Yang Lian was born in Switzerland in 1955, and grew up in Beijing. He began writing when he was sent to the countryside in the 70s, and on his return became one of the first group of young "underground" Chinese poets, who published the influential literary magazine Jintian. Yang Lian's poems became well known and influential inside and outside of China in the 80s, especially when his long poem "Norlang" was criticized widely by the government during the "Anti-Spiritual Pollution" movement.

Yang Lian was invited to visit Australia and New Zealand in 1988, and became a Chinese poet in exile after the Tiananmen massacre. Since that time, he has continued to write and speak out as a highly individual voice in world literature, politics and culture. Yang Lian has published seven selections of poems, two selections of prose, and many essays in Chinese, and has been translated into more than twenty languages including English, German, French, Italian, Spanish, Japanese, and Eastern European languages.

Yang Lian was the winner of the Flaiano International Poetry Prize (Italy, 1999), and his book Where the Sea Stands Still: New Poems, was awarded the title of "Poetry Books Society Recommended Translation" (UK, 1999).

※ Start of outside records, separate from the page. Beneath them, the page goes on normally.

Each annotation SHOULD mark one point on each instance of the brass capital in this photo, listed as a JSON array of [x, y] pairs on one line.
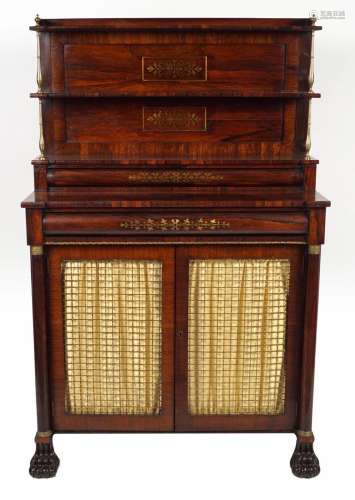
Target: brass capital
[[314, 249], [36, 250]]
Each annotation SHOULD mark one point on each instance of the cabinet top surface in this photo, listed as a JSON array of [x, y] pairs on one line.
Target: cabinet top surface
[[177, 24]]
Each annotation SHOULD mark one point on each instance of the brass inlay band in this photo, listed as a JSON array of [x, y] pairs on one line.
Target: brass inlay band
[[174, 177], [41, 133], [309, 123], [39, 71], [36, 250], [304, 433], [44, 434], [175, 119], [314, 249], [164, 69], [186, 224], [172, 242]]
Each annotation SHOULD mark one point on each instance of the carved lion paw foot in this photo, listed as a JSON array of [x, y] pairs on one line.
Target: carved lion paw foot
[[44, 463], [304, 462]]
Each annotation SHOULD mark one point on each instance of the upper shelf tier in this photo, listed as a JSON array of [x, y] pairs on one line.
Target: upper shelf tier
[[247, 63], [182, 91], [242, 24], [108, 200], [242, 161]]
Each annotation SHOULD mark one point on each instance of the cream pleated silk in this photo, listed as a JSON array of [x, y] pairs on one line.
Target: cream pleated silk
[[112, 324], [236, 336]]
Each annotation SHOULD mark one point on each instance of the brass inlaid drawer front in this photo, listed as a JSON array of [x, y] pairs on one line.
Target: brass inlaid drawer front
[[160, 69], [174, 224], [174, 177], [239, 223], [175, 119]]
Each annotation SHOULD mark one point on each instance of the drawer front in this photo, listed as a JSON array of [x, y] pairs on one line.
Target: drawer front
[[171, 128], [242, 177], [115, 67], [206, 223], [176, 63]]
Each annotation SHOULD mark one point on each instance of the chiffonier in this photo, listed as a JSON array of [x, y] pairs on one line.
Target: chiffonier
[[174, 229]]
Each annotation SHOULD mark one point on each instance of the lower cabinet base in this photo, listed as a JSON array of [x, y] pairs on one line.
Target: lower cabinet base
[[44, 463]]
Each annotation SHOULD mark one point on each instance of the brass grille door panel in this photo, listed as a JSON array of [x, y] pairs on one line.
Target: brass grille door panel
[[236, 336], [113, 338], [240, 306], [112, 318]]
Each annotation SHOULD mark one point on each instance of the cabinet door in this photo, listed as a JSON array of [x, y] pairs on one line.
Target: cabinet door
[[239, 324], [111, 337]]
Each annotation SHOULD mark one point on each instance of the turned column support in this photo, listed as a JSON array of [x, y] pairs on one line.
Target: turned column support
[[44, 462], [304, 463]]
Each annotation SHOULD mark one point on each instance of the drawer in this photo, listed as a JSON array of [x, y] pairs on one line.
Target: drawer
[[116, 67], [177, 223], [176, 63], [171, 128], [243, 177]]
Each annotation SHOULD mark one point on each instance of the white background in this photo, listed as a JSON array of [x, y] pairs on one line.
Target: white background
[[181, 466]]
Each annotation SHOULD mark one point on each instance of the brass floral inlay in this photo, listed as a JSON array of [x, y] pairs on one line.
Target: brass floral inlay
[[174, 119], [174, 224], [176, 69], [174, 177]]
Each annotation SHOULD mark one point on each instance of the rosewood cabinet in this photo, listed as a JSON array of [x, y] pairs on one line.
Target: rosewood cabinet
[[175, 230]]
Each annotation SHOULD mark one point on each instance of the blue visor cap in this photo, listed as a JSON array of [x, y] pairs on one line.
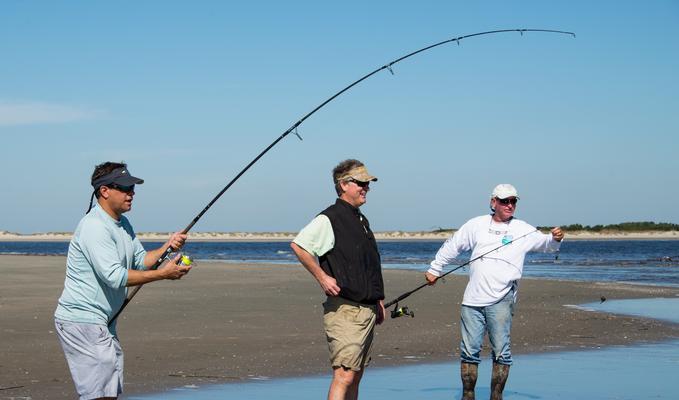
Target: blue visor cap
[[119, 176]]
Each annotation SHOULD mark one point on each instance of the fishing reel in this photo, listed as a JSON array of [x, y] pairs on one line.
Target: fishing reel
[[401, 311]]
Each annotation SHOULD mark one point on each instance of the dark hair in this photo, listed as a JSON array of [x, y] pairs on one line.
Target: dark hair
[[341, 169], [104, 169]]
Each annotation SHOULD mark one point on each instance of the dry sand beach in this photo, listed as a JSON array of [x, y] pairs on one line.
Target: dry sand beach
[[231, 322]]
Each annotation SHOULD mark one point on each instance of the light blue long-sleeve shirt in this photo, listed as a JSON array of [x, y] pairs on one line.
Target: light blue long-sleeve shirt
[[101, 252]]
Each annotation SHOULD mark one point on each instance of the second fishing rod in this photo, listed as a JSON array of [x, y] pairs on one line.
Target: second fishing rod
[[402, 311]]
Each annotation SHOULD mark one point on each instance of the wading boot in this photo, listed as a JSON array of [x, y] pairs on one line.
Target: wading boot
[[498, 380], [469, 373]]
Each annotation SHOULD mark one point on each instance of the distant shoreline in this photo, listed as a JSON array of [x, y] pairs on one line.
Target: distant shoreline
[[288, 236]]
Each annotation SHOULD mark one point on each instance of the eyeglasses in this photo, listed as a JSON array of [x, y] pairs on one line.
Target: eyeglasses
[[359, 183], [508, 201], [121, 188]]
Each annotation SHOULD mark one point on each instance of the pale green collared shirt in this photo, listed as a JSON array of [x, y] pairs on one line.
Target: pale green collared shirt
[[317, 237], [101, 252]]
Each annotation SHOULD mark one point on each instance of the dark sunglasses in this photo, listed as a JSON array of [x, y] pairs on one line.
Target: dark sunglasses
[[121, 188], [505, 202], [359, 183]]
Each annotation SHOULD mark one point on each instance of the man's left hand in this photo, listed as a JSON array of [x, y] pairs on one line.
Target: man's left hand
[[381, 312], [557, 234], [177, 240]]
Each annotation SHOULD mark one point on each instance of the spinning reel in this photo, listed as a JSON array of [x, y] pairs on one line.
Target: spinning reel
[[401, 311]]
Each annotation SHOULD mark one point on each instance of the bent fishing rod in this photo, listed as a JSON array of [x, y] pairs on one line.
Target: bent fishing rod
[[293, 129], [401, 311]]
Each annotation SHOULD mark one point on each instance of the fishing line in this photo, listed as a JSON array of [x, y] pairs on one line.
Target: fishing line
[[293, 129], [400, 311]]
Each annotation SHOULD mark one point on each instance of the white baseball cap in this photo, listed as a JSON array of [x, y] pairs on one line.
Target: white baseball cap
[[504, 190]]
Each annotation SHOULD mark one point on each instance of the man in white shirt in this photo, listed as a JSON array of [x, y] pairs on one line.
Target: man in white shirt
[[488, 302]]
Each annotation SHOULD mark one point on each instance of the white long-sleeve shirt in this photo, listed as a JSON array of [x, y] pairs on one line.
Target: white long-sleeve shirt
[[494, 275]]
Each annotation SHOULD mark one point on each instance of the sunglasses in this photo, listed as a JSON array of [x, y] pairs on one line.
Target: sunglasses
[[505, 202], [121, 188], [359, 183]]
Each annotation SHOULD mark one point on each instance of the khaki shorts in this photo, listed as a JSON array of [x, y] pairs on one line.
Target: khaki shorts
[[349, 328], [94, 357]]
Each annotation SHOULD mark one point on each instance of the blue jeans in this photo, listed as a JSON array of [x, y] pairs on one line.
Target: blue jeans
[[497, 320]]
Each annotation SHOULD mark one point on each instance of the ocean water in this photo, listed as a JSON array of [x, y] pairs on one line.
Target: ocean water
[[646, 371], [653, 262]]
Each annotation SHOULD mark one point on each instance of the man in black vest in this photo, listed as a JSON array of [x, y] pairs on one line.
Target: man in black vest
[[339, 250]]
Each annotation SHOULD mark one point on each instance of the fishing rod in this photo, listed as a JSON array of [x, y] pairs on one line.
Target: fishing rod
[[401, 311], [293, 129]]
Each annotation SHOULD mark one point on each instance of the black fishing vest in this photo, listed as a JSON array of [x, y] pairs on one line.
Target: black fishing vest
[[354, 261]]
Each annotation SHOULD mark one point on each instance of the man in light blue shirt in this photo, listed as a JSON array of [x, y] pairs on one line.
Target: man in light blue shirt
[[105, 257]]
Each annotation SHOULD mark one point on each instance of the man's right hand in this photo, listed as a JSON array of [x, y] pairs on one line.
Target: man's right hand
[[329, 285], [431, 278], [174, 269]]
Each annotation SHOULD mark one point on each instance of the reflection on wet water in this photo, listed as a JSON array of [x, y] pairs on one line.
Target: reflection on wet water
[[635, 372]]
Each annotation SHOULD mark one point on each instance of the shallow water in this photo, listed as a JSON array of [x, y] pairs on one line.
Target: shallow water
[[630, 372], [651, 262]]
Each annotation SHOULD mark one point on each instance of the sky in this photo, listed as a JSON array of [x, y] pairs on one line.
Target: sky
[[188, 93]]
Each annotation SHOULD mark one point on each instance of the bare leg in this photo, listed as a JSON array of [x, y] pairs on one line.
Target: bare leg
[[344, 384], [498, 380], [469, 372]]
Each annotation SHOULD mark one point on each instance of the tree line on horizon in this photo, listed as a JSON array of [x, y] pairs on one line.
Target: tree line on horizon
[[643, 226]]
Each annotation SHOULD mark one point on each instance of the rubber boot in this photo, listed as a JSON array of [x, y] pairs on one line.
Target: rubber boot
[[469, 373], [498, 380]]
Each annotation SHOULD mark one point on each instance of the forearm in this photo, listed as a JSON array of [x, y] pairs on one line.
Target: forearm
[[153, 255], [135, 278]]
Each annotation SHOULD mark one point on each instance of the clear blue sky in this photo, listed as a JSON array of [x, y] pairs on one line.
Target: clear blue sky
[[189, 92]]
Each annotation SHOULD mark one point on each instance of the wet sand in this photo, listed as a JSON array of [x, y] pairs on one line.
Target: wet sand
[[232, 322]]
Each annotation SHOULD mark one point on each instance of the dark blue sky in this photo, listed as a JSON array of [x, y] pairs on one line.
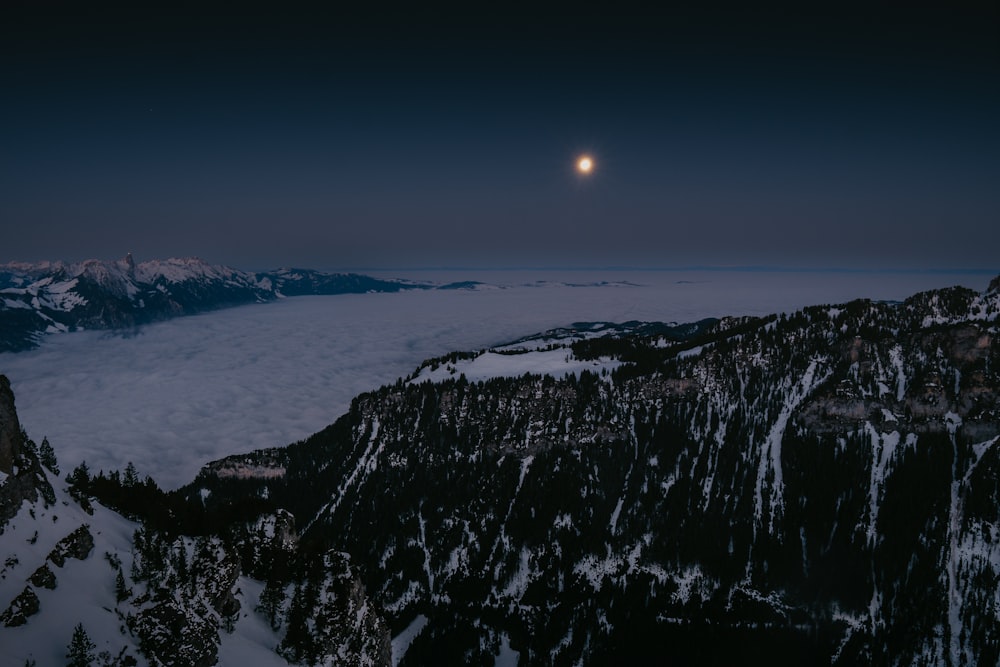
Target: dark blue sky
[[852, 137]]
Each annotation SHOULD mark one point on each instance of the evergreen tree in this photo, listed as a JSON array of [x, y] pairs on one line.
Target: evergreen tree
[[271, 600], [122, 591], [80, 651], [80, 477], [47, 455]]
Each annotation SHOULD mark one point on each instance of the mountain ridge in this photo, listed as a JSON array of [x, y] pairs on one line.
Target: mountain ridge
[[816, 487], [50, 297]]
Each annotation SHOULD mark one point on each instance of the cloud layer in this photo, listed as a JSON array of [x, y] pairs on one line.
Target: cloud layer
[[191, 390]]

His three volumes of collected works, Yang Lian Zuo Pin 1982 - 1997 (2 volumes) and Yang Lian Xin Zuo 1998 - 2002, were published by Shang Hai Wen Yi Chu Ban She (Literature and Arts Press of Shanghai); his last two books in English are Yi, a booklength poem, published by Green Integer (Sun & Moon Press, 2001), and Notes of a Blissful Ghost, a selection of poems published by Renditions Paperback, Chinese University of Hong Kong, 2002.